Pepper - A component in either the nose or the palate, that smells or tastes of bell or cracked pepper.
Smoky - Tobacco aroma or flavor that is associated with Oak aging.
OAK - Aroma and flavor derived from aging wine in Oak casks or barrels. Oak is characterized by; smokiness, vanilla, clove and other spices.
Cassis - A black currant flavor common in Cabernet Sauvignon.
Earthy - This describes a mineral character that can add interest to the palate.
Pungent - Wine with a distinctly strong nose.
Grassy - The aroma of hay or cut grass, not unpleasant unless exaggerated. Usually found in
Semillon and Sauvignon Blanc.
Spicy - Wines that posses the distinct aroma or character of spice; clove, mint, cinnamon or pepper.
Brut - A term for dry Champagne or sparkling wine.
Buttery - Descriptor for rich flavor and smoothness of texture. Often referred to oak-aged white wines; many Chardonnay, white Burgundies.
Chalky - Describes an extremely dry finish.
Bitter - One of the four basic tastes. A major source of bitterness is the tannin content of a
wine.
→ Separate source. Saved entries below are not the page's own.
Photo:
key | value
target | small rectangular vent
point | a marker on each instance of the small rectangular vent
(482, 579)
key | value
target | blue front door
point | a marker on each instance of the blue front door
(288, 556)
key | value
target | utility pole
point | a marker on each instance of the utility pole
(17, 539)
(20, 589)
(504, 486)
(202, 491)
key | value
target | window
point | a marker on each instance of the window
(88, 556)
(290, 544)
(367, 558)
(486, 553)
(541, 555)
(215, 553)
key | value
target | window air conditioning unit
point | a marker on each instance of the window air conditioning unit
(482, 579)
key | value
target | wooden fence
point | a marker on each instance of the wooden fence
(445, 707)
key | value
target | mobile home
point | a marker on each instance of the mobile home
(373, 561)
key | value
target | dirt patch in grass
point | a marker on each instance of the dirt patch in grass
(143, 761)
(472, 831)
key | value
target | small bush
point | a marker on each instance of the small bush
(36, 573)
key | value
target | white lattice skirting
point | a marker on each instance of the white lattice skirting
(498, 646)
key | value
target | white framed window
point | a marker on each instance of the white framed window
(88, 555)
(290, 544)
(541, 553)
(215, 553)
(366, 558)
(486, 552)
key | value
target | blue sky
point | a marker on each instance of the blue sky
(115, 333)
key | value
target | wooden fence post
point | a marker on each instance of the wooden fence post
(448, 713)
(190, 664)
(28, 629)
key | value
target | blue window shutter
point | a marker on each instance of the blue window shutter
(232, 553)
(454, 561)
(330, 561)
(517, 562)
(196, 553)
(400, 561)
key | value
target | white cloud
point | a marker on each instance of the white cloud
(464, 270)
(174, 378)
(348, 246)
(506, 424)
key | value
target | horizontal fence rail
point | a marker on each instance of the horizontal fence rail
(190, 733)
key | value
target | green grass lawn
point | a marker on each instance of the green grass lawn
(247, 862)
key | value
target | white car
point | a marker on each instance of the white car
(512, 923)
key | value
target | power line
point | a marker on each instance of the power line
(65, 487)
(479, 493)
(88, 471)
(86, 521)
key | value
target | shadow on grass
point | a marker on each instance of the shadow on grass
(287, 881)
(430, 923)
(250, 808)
If the bitter component dominates in the aroma or taste of a wine it is considered a fault. Sweet dessert wines may have an enhanced bitter component that complements the other flavors making for a successful overall taste balance.
Crisp -Wine has pronounced but pleasing tartness, acidity. Fresh, young and eager, begs to be drunk. Generally used to describe white wines only, especially those of Muscadet de Sevres et Maine from the Loire region of France.
Balance- Denotes harmonious balance of wine elements - (i.e.: no individual part is dominant). Acid balances the sweetness; fruit balances against oak and tannin content; alcohol is balanced against acidity and flavor. Wine not in balance may be acidic, cloying, flat or harsh etc. Honeyed - Smell or taste reminiscent of honey, characteristic of late-harvest wines affected by "noble rot."
Vanilla - The aroma and/or taste of vanilla beans imparted by Oak aging.
Woody- Excessive aroma of wood, common in wines over-aged in casks or barrels.